To be honest, the C++ loop and asm loop don't even look the same. The C++ loop uses some magic number (16777216) for the number of iterations. I can't even tell what the asm loop uses for the number of iterations.

**CornedBee** · 11-12-2007

The magic number is the same as the hex number in the ASM loop, so that's fine.

Try as I might, I can't get GCC to generate a loop instruction for the C++ version, nor get it to use the math intrinsics. Quite frustrating.

**matsp** · 11-12-2007

Originally Posted by CornedBee

The magic number is the same as the hex number in the ASM loop, so that's fine.

Try as I might, I can't get GCC to generate a loop instruction for the C++ version, nor get it to use the math intrinsics. Quite frustrating.

Try adding "-ffast-math" to your compile command-line.

@abachler:
Using the same decimal constant would reduce the number of "queries" on the "the code doesn't look like it's doing the same thing.

Also, you don't need to push and pop ecx - the compiler will understand register usage in __asm statements.

I prefer to use

Code:

__asm { 
   ... multiple 
   ... lines 
   ... of
   ... code
}

If you want to improve a bit [by "cheating", don't do the fstp/fld inside the loop - just leave the result of the previous loop in st(0).

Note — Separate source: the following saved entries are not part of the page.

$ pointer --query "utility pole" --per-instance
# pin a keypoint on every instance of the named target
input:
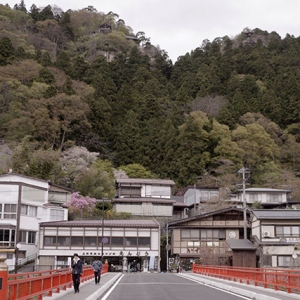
(244, 171)
(102, 229)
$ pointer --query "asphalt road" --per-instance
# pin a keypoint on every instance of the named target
(164, 286)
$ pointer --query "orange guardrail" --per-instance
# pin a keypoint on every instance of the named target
(278, 279)
(26, 286)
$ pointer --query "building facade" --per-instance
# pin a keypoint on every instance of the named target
(144, 197)
(24, 203)
(118, 242)
(265, 197)
(276, 232)
(202, 238)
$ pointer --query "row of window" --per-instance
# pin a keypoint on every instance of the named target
(7, 237)
(277, 198)
(9, 211)
(212, 234)
(287, 231)
(93, 241)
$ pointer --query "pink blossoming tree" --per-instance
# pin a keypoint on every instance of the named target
(80, 207)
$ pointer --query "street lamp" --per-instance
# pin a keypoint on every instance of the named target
(244, 171)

Your variable "Stop" is never used, right?

Have you checked the assembler output from the while-loop in C? Have you tried using a

Code:

for(temp=0; temp < 167777216; temp++)

instead? Usually, the compiler produces better code for for-loops than while-loops when it comes to constant limit expressions - it may of course be that it makes no difference here.

--
Mats

**CornedBee** · 11-12-2007

-ffast-math indeed uses the intrinsics, unless I use -mfpmath=sse. Over a whole program, the advantage of SSE over x87 may well offset this loss.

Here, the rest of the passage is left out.